For example, a common scenario might see a source publishing messages that need some processing to be applied to them - for example a message signifying a new order has been received, which needs to be validated. If order validation takes a variable amount of time, then an initial approach might be to round robin the message through available workers, sending the first message to worker A, the second to worker B, the third to C, and the fourth back to A and so on. If this proves unsustainable, it might be a case of looking for the least loaded worker. So, A has 5 messages, B has 4 and C has 3, so C gets it. This could be through communicating queue size, or it could be the worker pulling messages based on its internal queue size. The first worker to pull the message gets it. However, if consumers queue messages locally, then the worker may pull several items, and other, available workers may be starved - so A is quicker off the mark, and gets messages 1-4 before B and C have a chance to get in on the action.

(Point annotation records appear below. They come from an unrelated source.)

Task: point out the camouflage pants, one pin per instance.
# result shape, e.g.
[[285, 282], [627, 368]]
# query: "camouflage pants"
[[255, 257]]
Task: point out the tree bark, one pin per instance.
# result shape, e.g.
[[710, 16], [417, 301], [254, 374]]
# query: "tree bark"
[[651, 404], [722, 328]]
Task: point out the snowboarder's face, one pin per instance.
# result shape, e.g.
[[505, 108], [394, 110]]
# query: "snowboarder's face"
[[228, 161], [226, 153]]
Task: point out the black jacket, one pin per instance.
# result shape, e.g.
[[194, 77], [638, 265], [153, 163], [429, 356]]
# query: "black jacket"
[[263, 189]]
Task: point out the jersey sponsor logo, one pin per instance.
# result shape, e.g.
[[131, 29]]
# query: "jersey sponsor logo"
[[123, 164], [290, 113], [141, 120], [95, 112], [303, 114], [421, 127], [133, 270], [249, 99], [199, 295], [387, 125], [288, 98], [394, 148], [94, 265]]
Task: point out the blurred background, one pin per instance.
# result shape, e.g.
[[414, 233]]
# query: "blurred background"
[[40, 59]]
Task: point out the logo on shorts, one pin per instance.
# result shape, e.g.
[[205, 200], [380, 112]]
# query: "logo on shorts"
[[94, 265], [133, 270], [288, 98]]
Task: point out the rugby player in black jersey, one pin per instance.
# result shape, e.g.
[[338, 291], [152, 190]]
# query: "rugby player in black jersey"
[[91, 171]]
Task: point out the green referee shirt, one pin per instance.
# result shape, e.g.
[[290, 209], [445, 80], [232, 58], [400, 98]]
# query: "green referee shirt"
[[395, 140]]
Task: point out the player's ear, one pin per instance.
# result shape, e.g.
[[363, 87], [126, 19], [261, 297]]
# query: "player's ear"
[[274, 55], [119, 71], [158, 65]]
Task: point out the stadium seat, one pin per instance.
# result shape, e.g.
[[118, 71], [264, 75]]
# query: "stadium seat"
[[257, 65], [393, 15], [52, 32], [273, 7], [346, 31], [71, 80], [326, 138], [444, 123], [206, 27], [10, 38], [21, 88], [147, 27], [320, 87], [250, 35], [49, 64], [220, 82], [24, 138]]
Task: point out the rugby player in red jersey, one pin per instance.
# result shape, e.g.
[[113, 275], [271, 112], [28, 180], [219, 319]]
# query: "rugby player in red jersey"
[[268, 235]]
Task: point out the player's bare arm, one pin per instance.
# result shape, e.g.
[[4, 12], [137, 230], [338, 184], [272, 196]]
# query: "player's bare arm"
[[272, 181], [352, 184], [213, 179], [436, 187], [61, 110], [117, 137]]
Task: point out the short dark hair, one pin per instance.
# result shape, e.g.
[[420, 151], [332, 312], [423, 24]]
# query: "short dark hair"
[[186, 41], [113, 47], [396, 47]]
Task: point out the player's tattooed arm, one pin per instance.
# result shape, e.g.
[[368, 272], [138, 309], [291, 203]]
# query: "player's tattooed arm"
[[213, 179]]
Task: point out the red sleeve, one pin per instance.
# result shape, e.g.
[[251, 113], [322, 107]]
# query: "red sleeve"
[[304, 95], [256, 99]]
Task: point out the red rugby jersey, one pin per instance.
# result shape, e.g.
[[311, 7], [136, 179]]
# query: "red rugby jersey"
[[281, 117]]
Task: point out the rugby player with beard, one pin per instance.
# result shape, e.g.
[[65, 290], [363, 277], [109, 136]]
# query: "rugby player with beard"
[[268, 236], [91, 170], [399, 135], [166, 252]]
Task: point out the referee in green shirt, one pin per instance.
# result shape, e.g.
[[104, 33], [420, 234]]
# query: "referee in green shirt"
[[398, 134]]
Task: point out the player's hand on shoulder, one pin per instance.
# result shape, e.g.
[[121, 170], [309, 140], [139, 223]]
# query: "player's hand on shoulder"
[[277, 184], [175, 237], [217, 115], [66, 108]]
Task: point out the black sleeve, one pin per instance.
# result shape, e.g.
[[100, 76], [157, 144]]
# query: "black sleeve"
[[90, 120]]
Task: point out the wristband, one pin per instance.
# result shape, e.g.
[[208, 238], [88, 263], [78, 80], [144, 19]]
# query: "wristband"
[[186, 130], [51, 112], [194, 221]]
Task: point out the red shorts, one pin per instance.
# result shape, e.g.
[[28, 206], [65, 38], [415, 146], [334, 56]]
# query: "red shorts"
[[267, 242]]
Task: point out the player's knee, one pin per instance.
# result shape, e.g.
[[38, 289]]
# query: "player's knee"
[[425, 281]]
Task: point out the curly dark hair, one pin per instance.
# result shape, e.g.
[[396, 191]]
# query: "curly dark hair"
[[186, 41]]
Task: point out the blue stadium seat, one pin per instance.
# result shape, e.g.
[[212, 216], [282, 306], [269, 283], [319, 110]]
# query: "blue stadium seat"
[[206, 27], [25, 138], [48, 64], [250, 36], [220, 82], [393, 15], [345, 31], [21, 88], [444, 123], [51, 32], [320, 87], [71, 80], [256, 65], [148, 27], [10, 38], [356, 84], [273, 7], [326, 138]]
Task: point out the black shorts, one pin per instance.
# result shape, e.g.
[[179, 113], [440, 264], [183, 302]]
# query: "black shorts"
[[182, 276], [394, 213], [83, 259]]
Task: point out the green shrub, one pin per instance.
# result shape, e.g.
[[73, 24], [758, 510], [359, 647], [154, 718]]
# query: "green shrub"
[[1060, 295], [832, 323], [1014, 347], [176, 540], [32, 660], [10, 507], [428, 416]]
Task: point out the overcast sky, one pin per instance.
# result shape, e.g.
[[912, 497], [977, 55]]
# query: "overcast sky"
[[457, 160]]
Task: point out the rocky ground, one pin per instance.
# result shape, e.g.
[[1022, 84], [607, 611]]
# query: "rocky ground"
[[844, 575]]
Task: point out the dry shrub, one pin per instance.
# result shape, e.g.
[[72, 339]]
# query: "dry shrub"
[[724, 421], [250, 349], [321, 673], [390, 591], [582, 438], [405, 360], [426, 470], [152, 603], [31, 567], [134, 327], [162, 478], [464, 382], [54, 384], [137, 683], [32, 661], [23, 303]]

If, occasionally, several hard-to-process orders come through at the same time, we might find that in our round-robin distribution A, B and C all end up churning through these long orders - leaving a growing queue of easier to process ones. It might be better in that case to have all of the difficult messages go to A, with the rest taking the regular ones. The ability to schedule often requires being able to estimate the cost of performing a task, and then assign a weight as part of a routing strategy, or to use separate queues for separate, more uniformly sized flows of work. It also requires awareness of resources that jobs may compete over, to avoid issues such as priority inversion. This change in the complexity of messages is what starts distinguishing task scheduling from (somewhat) simpler flow control.

This type of work also exposes a general weakness in the messaging model - queues can be a source of a number of problems. They are effectively a flat space, so if different types of work are included it can be easy to cause a scheduling problem. While many systems model queues as flexibly managing many different loads, in practice they are often either full or empty, and rarely in an intermediate state. The performance of most messaging systems degrades notably as soon as messages start hitting the queue, as instead of just pushing data out the messaging systems need to perform a series of bookkeeping steps for each message.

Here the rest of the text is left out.